Many who identified themselves as Orthodox Christians asked questions
that indicated that they support the policies of the Patriarchate and
welcome an even greater role in public life for the Russian Orthodox
Church, Portal-Credo.ru’s Roman Lunkin
[http://portal-credo.ru/site/print.php?act=comment&id=1016].

The pro-Orthodox questioners asked Putin to take an even more assertive
role not only in promoting the Patriarchate but also in fending off
challenges from other religious groups, including those that the
emailers described as “totalitarian sects that propagandize ‘a
pro-American way of life.’”

One wrote to ask why Putin, who has never been shy about identifying
himself as Orthodox, was not doing more to make the Russian Orthodox
Church the state religion of the country and to ensure that in place of
his own picture on the walls of government buildings, there would be
icons of the Church.

And another even asked Putin whether he was familiar with the
prediction of some that Russia would be defined by three Vladimirs – the first
(the prince of Kyiv) who adopted Christianity, the second (Lenin) who
tried to blot it out, and the third (himself) who would ensure
Russia’s return to the fold of the Church.

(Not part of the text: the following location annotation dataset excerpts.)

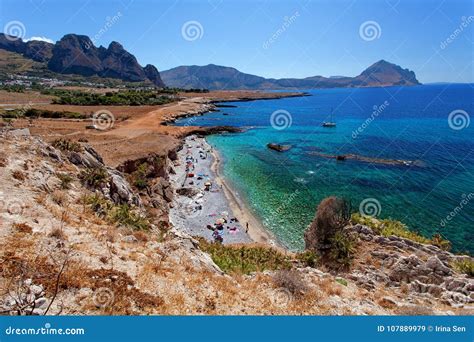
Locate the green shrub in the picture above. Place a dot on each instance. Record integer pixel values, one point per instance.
(465, 266)
(100, 205)
(94, 177)
(290, 280)
(119, 214)
(342, 250)
(389, 227)
(245, 259)
(308, 258)
(118, 98)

But others, including some who said they were Orthodox and all others
who identified themselves variously as atheists, agnostics, or
followers of non-Orthodox faiths, indicated by their questions that they were
deeply concerned about the Patriarchate’s efforts to dominate the
country’s ideological life.

Indeed, Lunkin noted, many people raised in the spirit of Soviet
atheism and in no way liberal have become in reaction to the Patriarchate’s
efforts “advocates of freedom of conscience because they feel the
danger of the pressure of a new governmental ideology with the
symbolism of Orthodoxy.”

And one of these wrote in his email to Putin that “in light of the
evolving situation in Russia between the state and the Russian Orthodox
Church, the day is not far off when there will appear a New Orthodox
Inquisition and the non-Orthodox will simply begin to be burned at the
stake.”

Most of the critics were not so emotional. Some complained about the
special tax advantages the Church enjoys. One was upset that Patriarch
Aleksii II has a luxury home in Peredelkino and a car with special
governmental license plates. And still others were upset about the less
than savory behavior of some Orthodox priests.

But most of those who sent in emails on this occasion criticizing the
Orthodox Church focused their comments on the efforts of the
Patriarchate to introduce religious instruction in Russian schools,
priests into the armed services, and a church presence at all state
occasions.

Those who identified themselves as atheists were the most numerous and
the most outspoken, Luken said. But other non-Christians were also
active in dispatching critical emails. Protestant Christians were the
second most numerous of the critical groups, followed by followers of
Hare Krishna.

One Protestant complained to Putin that the Russian president should
not view Orthodoxy as Russia’s largest religion. In fact, the emailer
said, the number of people attending Protestant services there is now
five times that of those who participate in Orthodox services, whatever
the Patriarchate claims.

And Hare Krishna emailers raised the question of when they would be
allowed to purchase the land for their temple in Moscow, a neuralgic
issue in the Russian capital and the one that attracted the greater
number of email votes asking that Putin respond to it on the air.

Obviously, Lunkin said, the distribution of questions posed by those
with access to the Internet does not necessarily reflect the
distribution of views in the Russian population as a whole. Instead, it
reflects the community of Internet users, a group he characterized as
Russia’s middle class – urban, educated, and professional.

But however that may be, Lunkin’s creative approach to the questions
Russians did pose in this forum provides a useful model for sampling
the attitudes of at least the Internet community on many issues, including
those more immediately pressing that the proper relationship of
Orthodoxy to the state in a secular Russia.